Stattdessen stellt man fest, dass hier „noch großer Forschungsbedarf in Bezug auf die Resilienz von WSK“, also von Wertschöpfungsketten besteht. Deshalb sollte auf politischer Ebene „ein Verständnis für die zukünftige Rolle der Chemieindustrie entwickelt und Instrumente zur Förderung alternativer Geschäftsmodelle konzipiert werden“. Ausgesprochen klug: Weil wir das, was wir können, weggeben, probieren wir mal etwas Neues, auch wenn wir nicht wissen, was das Neue ist. Das ist Wirtschaftspolitik nach Art von Hans im Glück im Grimmschen Märchen.

Zu den „alternativen Geschäftsmodellen“ gehören der „Export von Technologie-Know-how“, oder der famose Plan, die deutschen Raffinerien zu Frittenbuden zu machen, denn die Autoren der Studie stellen sich vor, dass Deutschlands Raffinerien vollständig umgerüstet werden zu reinen „Feedstock-Raffinerien“, das heißt zu Raffinerien, die auf der Basis von Biomasse arbeiten. Die erforderlichen Mengen von Biomasse werden dann wahrscheinlich von den Öko-Bauern produziert, was die Lebensmittel verteuern dürfte. Ob die von den regierenden Grünen mit Industrialisierung beglückten Länder Afrikas die „ambitionierten Anforderungen der EU an grünem Wasserstoff und seinen Folgeprodukten werden einhalten können und wie sich daraus die Angebotssituation wie auch die potenziellen Handelspartner nochmals verändern, ist leider noch offen“.

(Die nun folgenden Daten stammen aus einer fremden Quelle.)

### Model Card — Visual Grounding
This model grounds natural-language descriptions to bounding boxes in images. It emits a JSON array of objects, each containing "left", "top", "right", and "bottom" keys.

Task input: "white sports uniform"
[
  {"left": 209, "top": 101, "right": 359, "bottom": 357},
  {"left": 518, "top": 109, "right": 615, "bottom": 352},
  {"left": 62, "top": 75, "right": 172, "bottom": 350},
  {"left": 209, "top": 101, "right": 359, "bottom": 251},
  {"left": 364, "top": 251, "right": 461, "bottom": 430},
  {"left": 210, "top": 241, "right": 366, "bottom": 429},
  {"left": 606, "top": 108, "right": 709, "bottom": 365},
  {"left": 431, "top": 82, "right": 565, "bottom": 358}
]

Irgendwie ahnen die Autoren der Studie des grünen Think-Tanks, dass eine Deindustrialisierung Deutschlands und eine darauf beruhende Industrialisierung afrikanischer Länder zu einer Verlagerung industrieller Produktion aufgrund unterschiedlicher Kosten erneuerbarer Energien (Renewables Pull-Effekt) führen wird, und dass sich daraus zwar auf „der einen Seite positive Entwicklungspotenziale für die MENA-Region“ ergeben, „auf der anderen Seite sich hierdurch aber Herausforderungen in zentralen heute in der EU auf petrochemischen Grundstoffen basierenden WSK in der chemischen Industrie ergeben“ würden.

Zu gut Deutsch: Über die Folgen für Deutschland, wenn wesentliche Teile seiner chemischen Industrie auf Kosten des deutschen Steuerzahlers in noch dazu politisch instabile Gebiete verlagert werden, darüber hat man leider noch nicht nachgedacht, denn dieses eher nebensächliche Detail wurde „bisher kaum untersucht“.